Racconto incompiuto ritrovato per caso.
Adorava il suo modo di essere, il suo essere testarda, polemica, il suo andare contro corrente, il suo essere libera, il suo sapersi bastare, senza dover dipendere da nessuno, almeno all'apparenza. Se il mondo andava a destra, lei preferiva la sinistra, se gli altri sceglievano il rosso, lei preferiva il blu e sapeva motivare la sua scelta in modo accurato e chiaro, senza lasciare alcun spazio al ragionevole dubbio. Adorava la sua voglia di vincere, sempre, in tutto, il suo saperti tener testa, ma anche lasciar andare al momento giusto.
E il suo sorriso. Era un sorriso furbo, di quelli che quando li vedi pensi: "sta architettando qualcosa", ma che allo stesso tempo sapeva essere dolce e caldo.

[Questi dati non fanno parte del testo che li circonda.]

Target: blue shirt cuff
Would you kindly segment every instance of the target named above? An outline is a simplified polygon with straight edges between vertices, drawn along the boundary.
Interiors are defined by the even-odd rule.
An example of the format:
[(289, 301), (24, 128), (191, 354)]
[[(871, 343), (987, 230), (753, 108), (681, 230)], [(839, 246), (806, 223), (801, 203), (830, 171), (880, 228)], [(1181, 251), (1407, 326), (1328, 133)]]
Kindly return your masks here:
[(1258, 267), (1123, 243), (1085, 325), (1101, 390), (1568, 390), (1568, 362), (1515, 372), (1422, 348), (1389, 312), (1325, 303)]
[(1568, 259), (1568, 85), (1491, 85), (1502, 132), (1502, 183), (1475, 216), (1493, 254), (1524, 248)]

Adorava e temeva la sua paura di esporsi, il suo non saper dire "ti voglio bene" o "ti amo" e la forza di dirlo ogni giorno con i gesti e le labbra che si dischiudono in un sorriso e gli occhi languidi quando quelle parole venivano dette a lei.
Amava quei suoi occhi grandi, scuri: ci poteva nuotare dentro.
Aveva paura quando la vedeva piangere: diventava piccola e fragile, la sua forza svaniva all'improvviso e temeva che toccandola sarebbe andata in frantumi come un cristallo incrinato: lei non era mai riuscita a dirgli che nei suoi abbracci, in quei momenti, tutti i suoi pezzi si saldavano assieme.
Adorava tutto di lei.
Era entrata nella sua vita come una tempesta improvvisa, una bella tempesta improvvisa, di quelle che servono per rigenerarti, di quelle che arrivano quando ormai ti sei abituato alla siccità e non vedi altro e che ti sconvolgono e fanno capire quanto importante sia l'acqua.
E ora, mentre riguardava il tempo della loro telefonata, mentre sorrideva ripensando a quello che si erano detti e alla sua voce, mentre la immaginava tra le sue braccia, maledicendo la distanza tra loro, desiderava che quella tempesta non finisse mai.